In this thesis, a cost-effective and completely non-intrusive indoor positioning and activity-monitoring system for elderly people living alone has been developed, tested and validated in a typical residential living space. The proposed system works based on five phases: (1)Set-up phase that defines the typical activities of daily living (TADLs). (2)Configuration phase that optimises the implementation of the required sensors in exemplar flat No.1. (3)Learning phase whereby sounds and position data of the TADLs are collected and stored in a fingerprint reference data set. (4)Listening phase whereby real-time data is collected and compared against the reference data set to provide information as to what a person is doing, when, and for how long. (5)Alert phase whereby a health frailty score varying between O unwell to 10 healthy is generated in real-time. Two typical but different residential flats (referred to here are Flats No.1 and 2) are used in the study.

The system is implemented in the bathroom, living room, and bedroom of flat No.1, which includes various floor types (carpet, tiles, laminate) to distinguish between various sounds generated upon walking on such floors. The data captured during the Learning Phase yields the reference data set and includes position and sound fingerprints. The latter is generated from tests of recording a specific TADL, thus providing time and frequency-based extracted features, frequency peak magnitude (FPM), Zero Crossing Rate (ZCR), and Root Mean Square Error (RMSE). The former is generated from distance measurement. The sampling rate of the recorded sound is 44.1kHz. Fast Fourier Transform (FFT) is applied on 0.1 seconds intervals of the recorded sound with minimisation of the spectral leakage using the Hamming window. The frequency peaks are detected from the spectrogram matrices to get the most appropriate FPM between the reference and sample data. The position detection of the monitored person is based on the distance between that captured from the learning and listening phases of the system in real-time.

A typical furnished one-bedroom flat (flat No.2) is used to validate the system. The topologies and floorings of flats No.1 and No.2 are different. The validation is applied based on "happy" and "unusual" but typical behaviours.
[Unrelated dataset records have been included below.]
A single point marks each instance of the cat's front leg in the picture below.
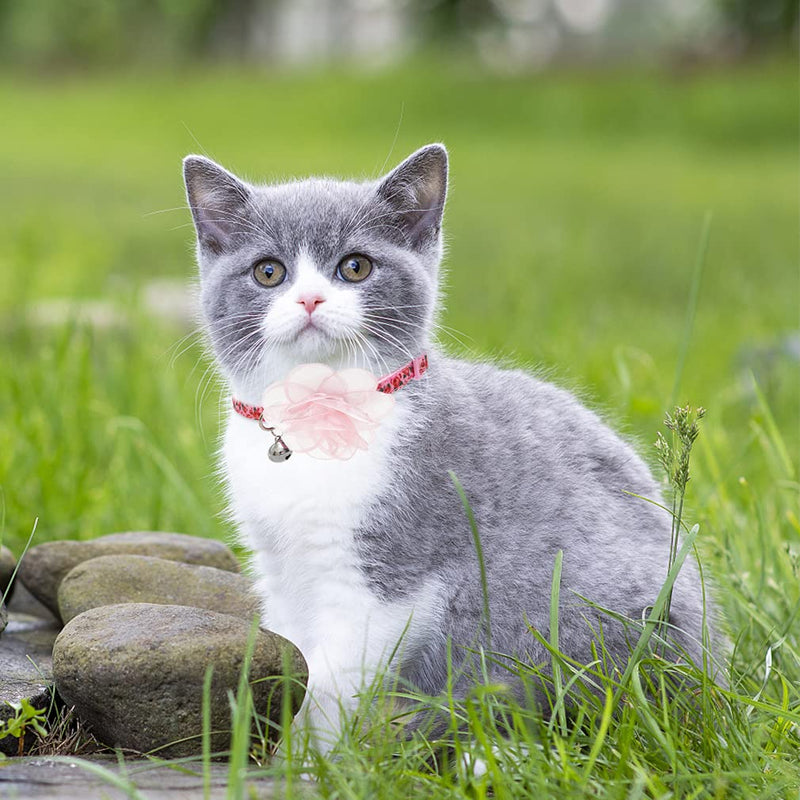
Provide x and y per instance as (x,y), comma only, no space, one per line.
(332,697)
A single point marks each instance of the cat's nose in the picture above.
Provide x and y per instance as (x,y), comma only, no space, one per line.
(311,301)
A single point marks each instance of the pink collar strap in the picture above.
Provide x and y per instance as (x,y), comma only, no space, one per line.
(388,384)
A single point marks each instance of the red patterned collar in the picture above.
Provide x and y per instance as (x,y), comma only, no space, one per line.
(388,384)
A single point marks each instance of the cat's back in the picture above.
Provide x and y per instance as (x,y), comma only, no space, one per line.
(495,416)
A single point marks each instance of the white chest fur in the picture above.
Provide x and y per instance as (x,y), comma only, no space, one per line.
(299,518)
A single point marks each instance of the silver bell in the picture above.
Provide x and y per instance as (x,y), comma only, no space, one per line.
(279,452)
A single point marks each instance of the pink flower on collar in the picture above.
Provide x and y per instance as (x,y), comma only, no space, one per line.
(324,413)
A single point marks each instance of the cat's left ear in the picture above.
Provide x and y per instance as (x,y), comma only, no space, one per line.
(417,189)
(219,202)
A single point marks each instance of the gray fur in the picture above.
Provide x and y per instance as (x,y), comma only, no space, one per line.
(542,472)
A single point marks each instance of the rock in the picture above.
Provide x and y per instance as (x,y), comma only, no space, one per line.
(66,778)
(25,668)
(135,672)
(7,565)
(108,580)
(45,565)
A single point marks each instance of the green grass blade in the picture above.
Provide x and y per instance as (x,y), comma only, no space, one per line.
(476,538)
(691,310)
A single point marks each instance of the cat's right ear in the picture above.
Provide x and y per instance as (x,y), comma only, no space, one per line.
(218,201)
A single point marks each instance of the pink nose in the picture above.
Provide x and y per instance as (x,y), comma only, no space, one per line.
(311,301)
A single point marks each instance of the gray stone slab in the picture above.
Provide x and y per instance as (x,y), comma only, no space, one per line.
(71,779)
(26,666)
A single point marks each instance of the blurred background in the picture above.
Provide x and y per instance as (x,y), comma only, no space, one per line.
(622,217)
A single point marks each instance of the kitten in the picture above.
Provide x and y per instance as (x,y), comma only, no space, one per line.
(354,556)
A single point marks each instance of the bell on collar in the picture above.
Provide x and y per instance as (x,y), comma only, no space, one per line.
(278,451)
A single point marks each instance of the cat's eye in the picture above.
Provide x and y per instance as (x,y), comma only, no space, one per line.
(269,272)
(354,268)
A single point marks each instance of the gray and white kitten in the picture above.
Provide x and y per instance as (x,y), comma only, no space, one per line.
(355,556)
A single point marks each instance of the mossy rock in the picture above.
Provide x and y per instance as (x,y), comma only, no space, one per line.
(134,673)
(44,566)
(108,580)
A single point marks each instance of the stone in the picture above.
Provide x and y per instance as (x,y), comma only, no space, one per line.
(7,565)
(44,566)
(42,778)
(134,673)
(26,668)
(108,580)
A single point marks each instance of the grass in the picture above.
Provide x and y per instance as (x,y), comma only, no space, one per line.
(575,216)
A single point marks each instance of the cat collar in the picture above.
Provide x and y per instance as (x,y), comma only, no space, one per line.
(328,414)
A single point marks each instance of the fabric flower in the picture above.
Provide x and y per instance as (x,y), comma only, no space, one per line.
(324,413)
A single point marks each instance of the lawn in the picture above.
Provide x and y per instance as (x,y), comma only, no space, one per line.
(575,225)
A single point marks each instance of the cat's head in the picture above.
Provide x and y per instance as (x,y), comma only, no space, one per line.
(318,270)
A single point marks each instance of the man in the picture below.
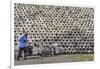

Happy ones include typical TADLs of a healthy elderly person living alone with a risk metric higher than 8. Unusual one's mimic acute or chronic activities (or lack thereof), for example, falling and remaining on the floor, or staying in bed for long periods, i.e., scenarios when an elderly person may be in a compromised situation which is detected by a sudden drop of the risk metric (lower than 4) in real-time.

Machine learning classification algorithms are used to identify the location, activity, and time interval in real-time, with a promising early performance of 94% in detecting the right activity and the right room at the right time.